Received 8 April 2009; Accepted 22 June 2009

Academic Editor: Philip White

Copyright © 2009 Kamal H. Shaltout et al. This is an open access article distributed under the Creative Commons Attribution License, which permits unrestricted use, distribution, and reproduction in any medium, provided the original work is properly cited.

Abstract

The nutritive values of three dominant hydrophytes along the water courses in Nile Delta, Egypt (Echinochloa stagnina, Eichhornia crassipes, and Ceratophyllum demersum) were evaluated in terms of estimating their phytomass, organic, and inorganic chemical compositions. Shoots were collected seasonally from 25 permanent stands representing the distribution of the three species along 15 canals and 10 drains distributed in 5 localities within the Nile Delta. Living and dead parts and total phytomass were estimated. Their inorganic (Na, K, Ca, Mg, P, Cu, Mn, and Pb) and organic (carbohydrates, total nitrogen, total protein, ether extract, digestible nutrient, digestible energy, metabolized energy, and net energy) contents were estimated. The vegetative phase of E. stagnina extended during winter, spring, and summer, while it is flowering and fruiting during autumn. On the other hand, E. crassipes and C. demersum attained their maximum flowering during spring and maximum fruiting during summer, while maximum vegetative phase during autumn and winter. E. stagnina had the highest mean annual phytomass, while C. demersum had the lowest.
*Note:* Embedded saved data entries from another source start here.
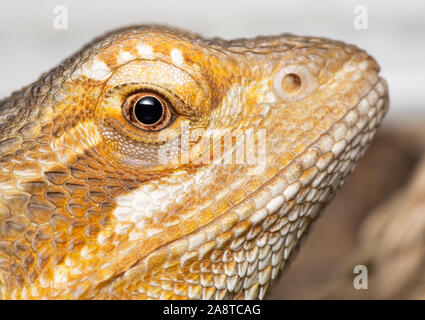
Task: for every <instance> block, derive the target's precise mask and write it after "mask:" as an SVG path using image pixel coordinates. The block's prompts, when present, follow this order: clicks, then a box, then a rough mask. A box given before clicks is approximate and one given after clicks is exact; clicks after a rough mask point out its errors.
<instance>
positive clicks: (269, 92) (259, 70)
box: [0, 26, 388, 299]
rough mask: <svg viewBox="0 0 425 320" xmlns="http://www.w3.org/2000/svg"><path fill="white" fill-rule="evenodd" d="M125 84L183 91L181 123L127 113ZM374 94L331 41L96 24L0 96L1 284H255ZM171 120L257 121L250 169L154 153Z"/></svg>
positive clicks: (125, 89) (362, 58)
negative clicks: (264, 36) (162, 159)
mask: <svg viewBox="0 0 425 320" xmlns="http://www.w3.org/2000/svg"><path fill="white" fill-rule="evenodd" d="M288 74H297V75H298V76H299V79H300V80H301V85H300V88H299V90H298V91H296V92H295V93H293V92H292V91H290V89H288V88H287V87H285V86H284V81H285V80H284V77H285V76H286V75H288ZM136 89H137V90H140V89H151V90H156V89H158V90H163V91H164V92H166V93H167V94H170V96H172V97H174V98H176V101H179V103H178V106H177V107H176V110H175V113H176V119H175V121H174V122H173V123H172V124H170V126H169V127H168V128H166V129H165V131H164V132H172V130H174V132H177V136H171V137H169V138H167V139H165V140H166V141H165V142H164V141H162V140H161V141H162V142H161V141H160V139H159V135H160V133H159V132H148V131H143V130H140V129H138V128H135V127H134V126H132V125H130V124H129V123H128V122H126V120H125V119H124V118H123V117H122V114H121V105H122V100H123V98H125V95H126V94H128V92H130V91H131V90H136ZM288 90H289V91H288ZM387 107H388V93H387V86H386V83H385V80H383V79H382V78H381V77H379V67H378V65H377V64H376V62H375V61H374V60H373V58H371V57H370V56H368V55H367V54H366V53H365V52H364V51H362V50H359V49H357V48H356V47H354V46H351V45H346V44H344V43H341V42H336V41H331V40H326V39H321V38H310V37H298V36H292V35H282V36H277V37H259V38H255V39H251V40H246V39H242V40H235V41H224V40H217V39H214V40H212V41H208V40H204V39H202V38H199V37H198V36H195V35H192V34H188V33H183V32H180V31H177V30H172V29H167V28H160V27H153V26H147V27H140V28H131V29H126V30H121V31H118V32H115V33H113V34H109V35H106V36H105V37H104V38H102V39H101V40H98V41H96V42H94V43H92V44H90V45H89V46H87V47H85V49H83V50H82V51H81V52H79V53H77V54H75V55H74V56H73V57H71V58H70V59H68V60H66V61H65V62H64V63H62V64H61V65H59V66H58V67H56V68H55V69H53V70H52V71H50V72H48V73H46V74H44V75H43V76H42V77H41V78H40V80H39V81H37V82H35V83H33V84H31V85H30V86H28V87H25V88H23V89H22V90H20V91H17V92H15V93H13V94H12V95H11V96H10V97H9V98H6V99H4V100H3V101H1V102H0V298H2V299H41V298H47V299H55V298H57V299H149V298H153V299H170V298H173V299H186V298H190V299H229V298H237V299H255V298H263V297H264V296H265V294H266V292H267V290H268V289H269V287H270V284H271V283H272V282H273V280H274V279H275V278H276V277H277V276H278V275H279V273H280V271H281V270H282V269H285V268H286V266H287V265H288V262H289V261H290V259H291V257H293V255H294V253H295V251H296V249H297V247H298V244H299V243H300V241H301V240H302V239H303V237H304V235H305V234H306V232H307V230H308V228H309V226H310V224H311V222H312V221H313V220H314V219H315V218H316V217H317V215H318V214H319V213H320V212H321V210H322V209H323V207H324V206H325V205H326V203H328V201H329V200H330V199H331V198H332V196H333V195H334V193H335V191H336V190H337V189H338V188H339V187H340V186H341V185H342V184H343V183H344V181H345V179H346V177H347V176H348V174H349V173H350V172H351V171H352V170H353V168H354V165H355V163H356V162H357V160H358V159H359V157H360V156H361V155H362V154H363V152H364V151H365V149H366V147H367V146H368V145H369V143H370V141H371V139H372V138H373V136H374V133H375V131H376V129H377V127H378V126H379V124H380V123H381V120H382V118H383V117H384V114H385V113H386V111H387ZM183 120H187V121H188V122H189V123H190V128H189V130H191V131H192V130H195V129H203V130H204V132H212V130H214V129H224V130H228V131H230V132H231V133H234V134H235V135H239V136H241V137H242V138H243V139H248V138H245V136H244V135H243V134H242V135H241V134H240V132H242V133H244V132H247V131H249V130H253V131H255V132H258V131H259V130H265V132H266V138H267V139H266V140H265V141H266V142H265V147H266V148H265V150H266V161H265V163H262V164H263V165H264V166H263V167H262V168H260V167H261V166H259V165H258V163H257V164H256V165H252V164H246V163H230V164H224V163H216V162H211V163H194V162H193V161H189V163H179V162H176V163H163V161H161V160H162V159H161V156H160V155H159V154H160V152H159V150H160V149H161V148H162V147H164V148H165V150H166V151H170V150H171V147H170V146H172V145H175V144H176V143H178V141H179V139H178V138H179V136H181V135H182V133H181V132H180V131H179V130H178V129H179V128H180V126H181V124H182V123H183ZM167 130H168V131H167ZM179 132H180V133H179ZM252 141H253V143H254V147H255V148H254V149H255V150H257V151H256V153H255V154H256V155H259V153H260V151H259V150H260V147H261V146H260V142H261V141H260V139H259V138H257V137H255V138H254V139H253V140H252ZM200 144H201V142H200V140H199V139H198V140H197V139H194V140H192V141H190V143H189V144H188V148H186V149H180V151H179V152H178V154H175V153H174V154H172V156H173V157H176V158H179V157H180V158H183V157H189V155H192V154H198V155H199V154H200V150H202V148H200ZM235 150H236V148H233V149H231V150H230V151H229V152H230V155H234V154H235V152H236V151H235ZM201 154H202V153H201ZM223 156H224V155H223ZM260 169H261V170H260Z"/></svg>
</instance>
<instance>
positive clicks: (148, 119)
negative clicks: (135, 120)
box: [134, 96, 164, 124]
mask: <svg viewBox="0 0 425 320" xmlns="http://www.w3.org/2000/svg"><path fill="white" fill-rule="evenodd" d="M163 112H164V110H163V107H162V104H161V102H160V101H159V100H158V99H157V98H155V97H150V96H146V97H143V98H141V99H140V100H139V101H137V103H136V105H135V106H134V115H135V116H136V119H137V120H139V121H140V122H141V123H143V124H154V123H156V122H158V121H159V120H160V119H161V117H162V114H163Z"/></svg>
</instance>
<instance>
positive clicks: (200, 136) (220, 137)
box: [158, 121, 267, 174]
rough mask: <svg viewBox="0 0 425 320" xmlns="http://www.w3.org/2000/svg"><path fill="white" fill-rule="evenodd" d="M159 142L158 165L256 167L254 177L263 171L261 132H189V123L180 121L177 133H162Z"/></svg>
mask: <svg viewBox="0 0 425 320" xmlns="http://www.w3.org/2000/svg"><path fill="white" fill-rule="evenodd" d="M176 137H178V138H177V139H176ZM159 141H161V142H165V141H166V143H164V144H163V145H161V146H160V147H159V150H158V159H159V161H160V163H162V164H168V163H173V164H183V165H184V164H189V163H194V164H211V163H212V164H216V165H217V164H221V165H227V164H229V165H230V164H245V165H248V166H253V167H256V170H254V171H255V174H258V173H261V172H262V171H263V170H264V169H265V168H266V162H267V159H266V152H267V148H266V145H267V135H266V130H265V129H257V130H254V129H252V128H250V129H243V130H242V129H240V130H230V129H199V128H195V129H191V128H190V122H189V121H182V122H181V126H180V132H177V131H176V130H172V129H169V130H164V131H162V132H160V133H159ZM194 142H196V143H194ZM193 144H196V145H197V148H192V147H193ZM194 150H195V151H194Z"/></svg>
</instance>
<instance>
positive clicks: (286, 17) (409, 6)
mask: <svg viewBox="0 0 425 320" xmlns="http://www.w3.org/2000/svg"><path fill="white" fill-rule="evenodd" d="M359 4H363V5H365V6H366V7H367V9H368V29H367V30H356V29H355V28H354V27H353V20H354V17H355V14H354V13H353V10H354V7H355V6H356V5H359ZM56 5H65V6H66V7H67V8H68V26H69V28H68V30H56V29H55V28H54V27H53V19H54V16H55V15H54V12H53V9H54V7H55V6H56ZM148 23H157V24H167V25H171V26H177V27H180V28H183V29H186V30H189V31H193V32H196V33H200V34H202V35H204V36H206V37H214V36H218V37H222V38H226V39H231V38H235V37H252V36H257V35H274V34H280V33H284V32H290V33H295V34H299V35H316V36H324V37H329V38H333V39H338V40H343V41H345V42H349V43H353V44H356V45H358V46H360V47H361V48H364V49H366V50H367V51H368V52H369V53H370V54H372V55H373V56H374V57H375V58H376V59H377V60H378V62H379V63H380V65H381V67H382V74H383V76H384V77H385V78H386V79H387V80H388V82H389V86H390V95H391V106H392V108H391V111H390V114H389V119H390V120H392V121H395V120H398V119H400V117H401V116H406V115H407V116H410V117H412V116H416V115H418V114H420V115H423V114H425V107H424V101H425V62H424V59H425V1H420V0H417V1H413V0H404V1H364V2H361V1H314V0H311V1H308V0H304V1H299V0H290V1H269V0H256V1H247V0H245V1H231V0H225V1H221V0H214V1H200V0H199V1H197V0H193V1H165V0H162V1H159V0H150V1H140V0H139V1H128V0H118V1H110V2H107V1H101V0H96V1H87V0H79V1H76V0H73V1H59V0H50V1H22V0H14V1H13V2H12V1H10V2H9V1H8V2H6V1H2V2H1V4H0V99H1V98H3V97H6V96H8V95H9V94H10V93H11V92H12V91H13V90H16V89H19V88H20V87H21V86H23V85H27V84H29V83H31V82H32V81H34V80H36V79H37V78H38V77H39V76H40V74H41V73H42V72H45V71H47V70H49V69H51V68H52V67H54V66H55V65H57V64H58V63H60V62H61V61H62V60H63V59H64V58H66V57H68V56H69V55H71V54H72V53H73V52H75V51H77V50H78V49H80V48H81V46H83V45H84V44H85V43H87V42H88V41H90V40H92V39H93V38H94V37H97V36H100V35H102V34H103V33H104V32H105V31H110V30H112V29H115V28H119V27H123V26H128V25H134V24H148Z"/></svg>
The living parts of C. demersum had the highest concentrations of Na, Ca, and Mg, while the living parts of E. crassipes had the highest of K and N. C. demersum had the ability to accumulate more concentrations of heavy metals than the other studied species. E. crassipes had the highest values of total carbohydrate and total proteins, while E. stagnina had the highest of crude fibers, and C. demersum had the highest of ether extract and ash contents. The living parts of E. crassipes and C. demersum were considered as excellent forages, while the dead parts of all species and the living parts of E. stagnina were evaluated as poor forage.